When Keiko came back she pulled up her skirt and stretched out a sleek milk-white leg. “Touch it and see. It’s all smooth now.” Otoko glanced down, but did not put out her hand. Keiko stroked her shin with her right hand, and looked at Otoko as if wondering what could be wrong. “Is something bothering you?” she asked. Otoko avoided her eyes.

“Keiko, from now on please don’t do it in front of me.”

“I never want to hide anything from you again. I have no more secrets from you.”

“Surely you needn’t show me something I find offensive.”

“You’ll get used to it. It’s just like trimming toenails.”

“You shouldn’t do your nails in front of people either. When you clip your nails you let them fly.… Cup your hand so the clippings won’t get away.”

Keiko meekly agreed.

After that, however, Keiko neither flaunted nor concealed her efforts to remove hair from her arms and legs. But Otoko never got used to it. Whether the depilatory cream had been improved or Keiko had substituted a different one, the smell was no longer quite so bad; still, the whole process made Otoko queasy. She could not bear to watch the shin and underarm hairs come out as the cream was wiped away. She would leave the room.
Yet beneath her repugnance a flame flickered and vanished, and flickered up again. That small, distant flame was barely visible to her mind’s eye, but so calm, so pure, that it was hard to believe it was a flicker of lust. It reminded her of Oki and herself all those years ago. Her queasiness at seeing Keiko remove hair had within it a feeling of contact between woman and woman, a direct pressure on her own skin; and her first reaction had been one of nausea. But when she thought of Oki the queasiness miraculously subsided.

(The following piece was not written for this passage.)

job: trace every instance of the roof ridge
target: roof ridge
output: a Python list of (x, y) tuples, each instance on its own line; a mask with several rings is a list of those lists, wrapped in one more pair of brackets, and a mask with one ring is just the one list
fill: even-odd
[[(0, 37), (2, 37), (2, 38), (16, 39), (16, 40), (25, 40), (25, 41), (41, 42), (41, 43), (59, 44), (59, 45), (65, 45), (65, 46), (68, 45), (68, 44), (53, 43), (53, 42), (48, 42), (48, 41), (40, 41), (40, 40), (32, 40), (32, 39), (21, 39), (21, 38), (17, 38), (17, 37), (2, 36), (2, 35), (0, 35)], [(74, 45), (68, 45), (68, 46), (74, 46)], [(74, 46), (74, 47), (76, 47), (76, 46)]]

In his embrace she had never had that feeling of queasiness; nor was she even aware of whether Oki himself was hairy. Did she lose her sense of reality? Now, with Keiko, she was even freer, she had developed a bold, middle-aged eroticism. It had amazed her to learn through Keiko that she had ripened as a woman during her long years alone. She feared that had her new lover been a man the vision she secretly guarded within her—the sacred vision of her love with Oki—would have vanished at his touch.

Otoko had failed in her early suicide attempt, but she always wished that she had died. Better still, she felt, to have died in childbirth—before she tried to kill herself, and before her own baby died. Yet as the months and years slipped by, these thoughts cleansed the wound she had received from Oki.